All nine concerts will be livestreamed, free of charge. To register for the livestream, visit sunflowermusicfestival.org. Plans are already underway for next year's festival to continue focusing on cultural awareness and diversity in music with a theme centered around Black composers and performers.
"As a musical vision," Charles Stegeman says, "it is important for all of us to be entrepreneurial. We need to create opportunities for others that not only serve our communities, but also serve our students, our colleagues, our university, our art form, and thereby ultimately God."

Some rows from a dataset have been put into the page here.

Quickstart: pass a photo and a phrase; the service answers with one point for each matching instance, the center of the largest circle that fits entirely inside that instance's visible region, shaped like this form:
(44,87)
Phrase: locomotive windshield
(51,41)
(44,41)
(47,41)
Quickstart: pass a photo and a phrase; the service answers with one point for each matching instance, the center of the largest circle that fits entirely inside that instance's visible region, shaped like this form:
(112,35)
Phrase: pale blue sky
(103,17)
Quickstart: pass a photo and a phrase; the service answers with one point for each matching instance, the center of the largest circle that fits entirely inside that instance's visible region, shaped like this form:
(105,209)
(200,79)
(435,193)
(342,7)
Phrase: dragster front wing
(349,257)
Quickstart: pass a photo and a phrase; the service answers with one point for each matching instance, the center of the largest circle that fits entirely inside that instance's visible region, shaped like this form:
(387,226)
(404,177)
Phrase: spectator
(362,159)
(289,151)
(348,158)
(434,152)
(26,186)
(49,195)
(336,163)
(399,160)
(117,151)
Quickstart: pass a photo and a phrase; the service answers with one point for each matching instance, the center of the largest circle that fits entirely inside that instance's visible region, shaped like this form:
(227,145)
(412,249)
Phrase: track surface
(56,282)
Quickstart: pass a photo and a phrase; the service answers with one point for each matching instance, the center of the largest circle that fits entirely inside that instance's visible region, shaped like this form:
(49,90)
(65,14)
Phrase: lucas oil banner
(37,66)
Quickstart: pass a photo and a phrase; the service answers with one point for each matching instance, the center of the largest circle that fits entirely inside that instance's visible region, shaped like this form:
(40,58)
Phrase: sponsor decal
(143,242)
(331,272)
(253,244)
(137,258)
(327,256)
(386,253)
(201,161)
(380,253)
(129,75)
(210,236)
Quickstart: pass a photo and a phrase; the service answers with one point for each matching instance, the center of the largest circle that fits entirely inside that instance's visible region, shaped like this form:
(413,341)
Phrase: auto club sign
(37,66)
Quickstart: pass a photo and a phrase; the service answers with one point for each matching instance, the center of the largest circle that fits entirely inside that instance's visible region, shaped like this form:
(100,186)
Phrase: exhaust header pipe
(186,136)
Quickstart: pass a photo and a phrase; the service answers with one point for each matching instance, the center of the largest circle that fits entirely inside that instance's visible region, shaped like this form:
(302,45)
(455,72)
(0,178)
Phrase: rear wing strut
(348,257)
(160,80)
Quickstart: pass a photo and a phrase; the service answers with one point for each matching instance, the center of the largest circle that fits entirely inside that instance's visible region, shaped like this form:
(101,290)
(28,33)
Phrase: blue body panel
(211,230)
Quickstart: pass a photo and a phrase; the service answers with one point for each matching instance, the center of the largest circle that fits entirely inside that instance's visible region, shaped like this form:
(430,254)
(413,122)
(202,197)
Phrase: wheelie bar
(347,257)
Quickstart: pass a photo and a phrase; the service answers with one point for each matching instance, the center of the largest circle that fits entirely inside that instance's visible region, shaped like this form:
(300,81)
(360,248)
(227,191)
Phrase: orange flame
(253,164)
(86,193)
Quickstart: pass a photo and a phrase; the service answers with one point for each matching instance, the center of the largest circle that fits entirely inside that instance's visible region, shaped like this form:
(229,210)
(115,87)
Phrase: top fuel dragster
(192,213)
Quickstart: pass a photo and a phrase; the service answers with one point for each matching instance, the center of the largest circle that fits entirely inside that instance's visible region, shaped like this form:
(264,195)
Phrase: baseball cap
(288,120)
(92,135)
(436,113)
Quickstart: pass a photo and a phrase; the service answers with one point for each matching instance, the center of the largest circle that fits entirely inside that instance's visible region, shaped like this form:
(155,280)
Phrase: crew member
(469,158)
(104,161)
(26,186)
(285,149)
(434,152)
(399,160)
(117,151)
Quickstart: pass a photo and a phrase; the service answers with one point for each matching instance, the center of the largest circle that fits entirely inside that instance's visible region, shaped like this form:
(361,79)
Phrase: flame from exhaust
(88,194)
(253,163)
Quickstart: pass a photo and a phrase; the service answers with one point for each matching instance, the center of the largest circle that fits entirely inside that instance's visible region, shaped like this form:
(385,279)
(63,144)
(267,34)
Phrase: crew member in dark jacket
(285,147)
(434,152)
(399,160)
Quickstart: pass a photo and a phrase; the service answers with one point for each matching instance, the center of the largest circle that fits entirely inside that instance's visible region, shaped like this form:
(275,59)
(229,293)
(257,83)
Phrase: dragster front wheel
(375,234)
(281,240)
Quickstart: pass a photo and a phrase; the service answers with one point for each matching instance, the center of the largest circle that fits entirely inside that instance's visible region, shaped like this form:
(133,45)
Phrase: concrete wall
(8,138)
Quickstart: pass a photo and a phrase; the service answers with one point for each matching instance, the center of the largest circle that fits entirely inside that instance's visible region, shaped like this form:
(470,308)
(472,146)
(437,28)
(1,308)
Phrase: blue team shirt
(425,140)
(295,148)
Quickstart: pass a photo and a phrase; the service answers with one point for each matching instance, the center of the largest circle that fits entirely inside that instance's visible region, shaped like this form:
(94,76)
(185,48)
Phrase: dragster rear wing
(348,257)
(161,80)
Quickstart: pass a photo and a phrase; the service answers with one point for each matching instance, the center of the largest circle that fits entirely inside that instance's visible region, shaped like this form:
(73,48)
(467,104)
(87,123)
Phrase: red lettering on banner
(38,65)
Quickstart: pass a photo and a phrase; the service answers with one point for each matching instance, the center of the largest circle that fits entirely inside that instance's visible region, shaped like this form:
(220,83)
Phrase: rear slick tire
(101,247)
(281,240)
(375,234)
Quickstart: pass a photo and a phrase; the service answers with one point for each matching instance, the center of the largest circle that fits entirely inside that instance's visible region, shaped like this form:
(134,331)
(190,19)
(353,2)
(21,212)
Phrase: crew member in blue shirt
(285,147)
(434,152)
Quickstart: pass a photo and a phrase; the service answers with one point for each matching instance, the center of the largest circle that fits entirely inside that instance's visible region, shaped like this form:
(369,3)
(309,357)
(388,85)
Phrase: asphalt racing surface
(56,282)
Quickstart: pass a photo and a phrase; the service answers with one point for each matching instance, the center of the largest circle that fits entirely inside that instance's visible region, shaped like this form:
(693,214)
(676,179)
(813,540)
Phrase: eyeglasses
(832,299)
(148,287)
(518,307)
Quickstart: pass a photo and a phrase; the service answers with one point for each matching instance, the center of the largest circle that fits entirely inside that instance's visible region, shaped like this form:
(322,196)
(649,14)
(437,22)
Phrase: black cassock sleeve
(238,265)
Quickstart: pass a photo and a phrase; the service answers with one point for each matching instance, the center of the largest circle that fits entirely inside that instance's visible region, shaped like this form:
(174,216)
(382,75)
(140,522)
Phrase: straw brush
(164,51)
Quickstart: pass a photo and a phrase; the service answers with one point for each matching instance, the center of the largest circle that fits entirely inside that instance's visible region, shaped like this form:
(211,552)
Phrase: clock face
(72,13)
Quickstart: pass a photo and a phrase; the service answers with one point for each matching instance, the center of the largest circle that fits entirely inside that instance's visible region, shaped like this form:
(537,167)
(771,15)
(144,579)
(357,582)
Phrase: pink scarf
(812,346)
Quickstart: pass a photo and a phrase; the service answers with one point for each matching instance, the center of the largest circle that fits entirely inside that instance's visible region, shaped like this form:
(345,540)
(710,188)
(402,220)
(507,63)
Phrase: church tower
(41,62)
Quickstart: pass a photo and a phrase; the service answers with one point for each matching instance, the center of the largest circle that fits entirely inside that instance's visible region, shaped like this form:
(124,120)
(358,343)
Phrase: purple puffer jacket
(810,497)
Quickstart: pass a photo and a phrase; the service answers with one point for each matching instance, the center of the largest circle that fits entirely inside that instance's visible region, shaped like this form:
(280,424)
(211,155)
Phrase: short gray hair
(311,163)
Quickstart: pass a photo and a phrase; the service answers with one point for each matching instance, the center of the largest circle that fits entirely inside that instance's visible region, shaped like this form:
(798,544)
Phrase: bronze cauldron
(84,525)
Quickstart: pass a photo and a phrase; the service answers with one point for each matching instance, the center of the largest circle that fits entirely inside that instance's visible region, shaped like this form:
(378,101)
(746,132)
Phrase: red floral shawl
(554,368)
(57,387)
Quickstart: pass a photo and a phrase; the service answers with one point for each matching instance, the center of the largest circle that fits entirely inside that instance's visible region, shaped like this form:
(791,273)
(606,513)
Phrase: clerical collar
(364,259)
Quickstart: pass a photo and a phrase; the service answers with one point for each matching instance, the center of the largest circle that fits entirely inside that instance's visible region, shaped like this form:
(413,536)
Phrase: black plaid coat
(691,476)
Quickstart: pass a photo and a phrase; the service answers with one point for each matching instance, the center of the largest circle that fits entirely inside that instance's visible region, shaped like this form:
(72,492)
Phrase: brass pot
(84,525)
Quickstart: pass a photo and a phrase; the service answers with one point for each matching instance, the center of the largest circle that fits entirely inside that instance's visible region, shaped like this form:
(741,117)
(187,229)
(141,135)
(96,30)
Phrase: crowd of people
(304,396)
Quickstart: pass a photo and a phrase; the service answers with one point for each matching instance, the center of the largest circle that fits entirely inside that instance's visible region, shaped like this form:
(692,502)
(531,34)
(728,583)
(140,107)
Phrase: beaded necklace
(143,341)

Founded in 1878, Duquesne is consistently ranked among the nation's top Catholic universities for its award-winning faculty and horizon-expanding education. A campus of nearly 9,500 graduate and undergraduate students, Duquesne prepares students by having them work alongside faculty to discover and reach their goals. The University's academic programs, community service, and commitment to equity and opportunity in the Pittsburgh region have earned national acclaim.